Purpose
To develop and validate a deep learning algorithm capable of differentiating small choroidal melanomas from nevi.
Design
Retrospective, multi-center cohort study.
Participants
A total of 752 patients diagnosed with choroidal nevi or melanoma
Methods
Wide- and standard field fundus photographs from patients diagnosed with choroidal nevi or melanoma were collected across multiple centers. Diagnoses had been established by ocular oncologists in clinical examinations, using a comprehensive array of diagnostic tools.

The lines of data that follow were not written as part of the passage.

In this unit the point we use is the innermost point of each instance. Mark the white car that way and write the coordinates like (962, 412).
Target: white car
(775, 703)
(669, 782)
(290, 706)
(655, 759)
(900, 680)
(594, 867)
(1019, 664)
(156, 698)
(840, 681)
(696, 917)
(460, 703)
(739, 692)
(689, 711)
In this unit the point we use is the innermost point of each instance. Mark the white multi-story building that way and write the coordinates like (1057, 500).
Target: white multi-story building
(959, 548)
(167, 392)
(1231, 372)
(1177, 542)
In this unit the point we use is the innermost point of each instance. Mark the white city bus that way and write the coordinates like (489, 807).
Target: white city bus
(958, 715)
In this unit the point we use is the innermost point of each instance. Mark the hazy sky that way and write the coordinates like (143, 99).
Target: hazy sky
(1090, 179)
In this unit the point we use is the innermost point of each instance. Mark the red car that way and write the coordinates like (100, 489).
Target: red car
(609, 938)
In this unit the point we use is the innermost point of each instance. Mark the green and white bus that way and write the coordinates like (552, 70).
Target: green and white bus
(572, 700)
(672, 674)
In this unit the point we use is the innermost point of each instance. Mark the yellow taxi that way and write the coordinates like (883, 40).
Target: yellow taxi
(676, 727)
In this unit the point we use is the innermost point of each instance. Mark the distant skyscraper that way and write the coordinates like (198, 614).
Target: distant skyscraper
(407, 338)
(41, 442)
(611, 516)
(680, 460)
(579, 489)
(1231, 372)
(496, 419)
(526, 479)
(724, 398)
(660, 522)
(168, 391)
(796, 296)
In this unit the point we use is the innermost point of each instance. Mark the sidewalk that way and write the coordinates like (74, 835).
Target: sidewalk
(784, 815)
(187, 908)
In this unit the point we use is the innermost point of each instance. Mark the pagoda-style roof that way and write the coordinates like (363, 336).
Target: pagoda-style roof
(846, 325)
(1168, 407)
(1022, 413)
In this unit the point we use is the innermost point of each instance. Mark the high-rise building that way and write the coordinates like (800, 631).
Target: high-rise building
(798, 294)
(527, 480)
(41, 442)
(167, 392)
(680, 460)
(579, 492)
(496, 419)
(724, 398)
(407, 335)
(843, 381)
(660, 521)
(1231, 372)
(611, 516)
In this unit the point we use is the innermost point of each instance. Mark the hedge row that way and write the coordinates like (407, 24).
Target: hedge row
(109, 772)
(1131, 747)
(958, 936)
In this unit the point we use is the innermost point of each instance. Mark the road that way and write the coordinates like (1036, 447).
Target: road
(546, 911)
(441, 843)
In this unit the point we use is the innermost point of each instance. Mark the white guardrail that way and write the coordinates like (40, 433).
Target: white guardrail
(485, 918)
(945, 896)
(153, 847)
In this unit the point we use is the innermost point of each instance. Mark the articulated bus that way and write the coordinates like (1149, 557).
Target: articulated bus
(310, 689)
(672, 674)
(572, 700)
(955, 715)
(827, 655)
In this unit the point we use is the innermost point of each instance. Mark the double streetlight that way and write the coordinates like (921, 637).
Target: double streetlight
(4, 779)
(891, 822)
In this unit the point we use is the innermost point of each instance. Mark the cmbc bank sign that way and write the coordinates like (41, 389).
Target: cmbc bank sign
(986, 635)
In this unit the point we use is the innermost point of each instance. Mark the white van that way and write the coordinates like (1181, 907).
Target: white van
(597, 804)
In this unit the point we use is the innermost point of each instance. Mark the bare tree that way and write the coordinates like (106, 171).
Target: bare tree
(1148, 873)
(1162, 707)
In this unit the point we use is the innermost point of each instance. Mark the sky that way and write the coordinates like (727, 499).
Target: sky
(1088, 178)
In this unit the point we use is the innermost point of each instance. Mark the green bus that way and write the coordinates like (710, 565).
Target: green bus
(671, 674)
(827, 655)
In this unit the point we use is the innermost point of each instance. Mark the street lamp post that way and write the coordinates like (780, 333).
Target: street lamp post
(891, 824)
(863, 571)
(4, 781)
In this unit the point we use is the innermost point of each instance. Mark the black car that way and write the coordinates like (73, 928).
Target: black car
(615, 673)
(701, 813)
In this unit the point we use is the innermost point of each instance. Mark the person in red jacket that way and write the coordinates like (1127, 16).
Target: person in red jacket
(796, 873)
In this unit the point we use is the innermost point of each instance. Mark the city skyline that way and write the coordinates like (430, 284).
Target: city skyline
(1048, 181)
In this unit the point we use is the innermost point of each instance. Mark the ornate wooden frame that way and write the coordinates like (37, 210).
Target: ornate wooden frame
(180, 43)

To be classified as a nevus, a lesion had to be followed for at least 5 years without being re-diagnosed as a melanoma. A neural network optimized for image classification was trained and validated across cohorts of 495 and 168 images, and subsequently tested on a separate set of 89 images.
Main outcome measures
Sensitivity and specificity of the deep learning algorithm in differentiation of small choroidal melanomas from nevi.
Results
In testing, the algorithm achieved 100% sensitivity in identifying small choroidal melanomas from nevi, with a specificity rate of 74%, using an optimal operating point of 0.63 (on a scale from 0.00 to 1.00) determined from independent training and validation datasets. It outperformed 12 ophthalmologists in sensitivity (Mann-Whitney U P=0.006) but not specificity (P=0.54). When comparing by level of experience, the algorithm showed higher sensitivity than both resident and consultant ophthalmologists (Dunn's test P=0.04 and P=0.006, respectively) but not ocular oncologists (P>0.99). Furthermore, the algorithm demonstrated greater discriminative capacity than ophthalmologists who used the MOLES and TFSOM-UHHD risk factors (DeLong’s test P<0.001, all P values Bonferroni corrected), despite the latter having access to supplementary examination data from ultrasonography and optical coherence tomography (OCT).
Conclusions
This study develops and validates a deep learning algorithm for differentiating small choroidal melanomas from nevi, that matches or surpasses the discriminatory performance of experienced human ophthalmologists. Further research will aim to validate its utility in clinical settings.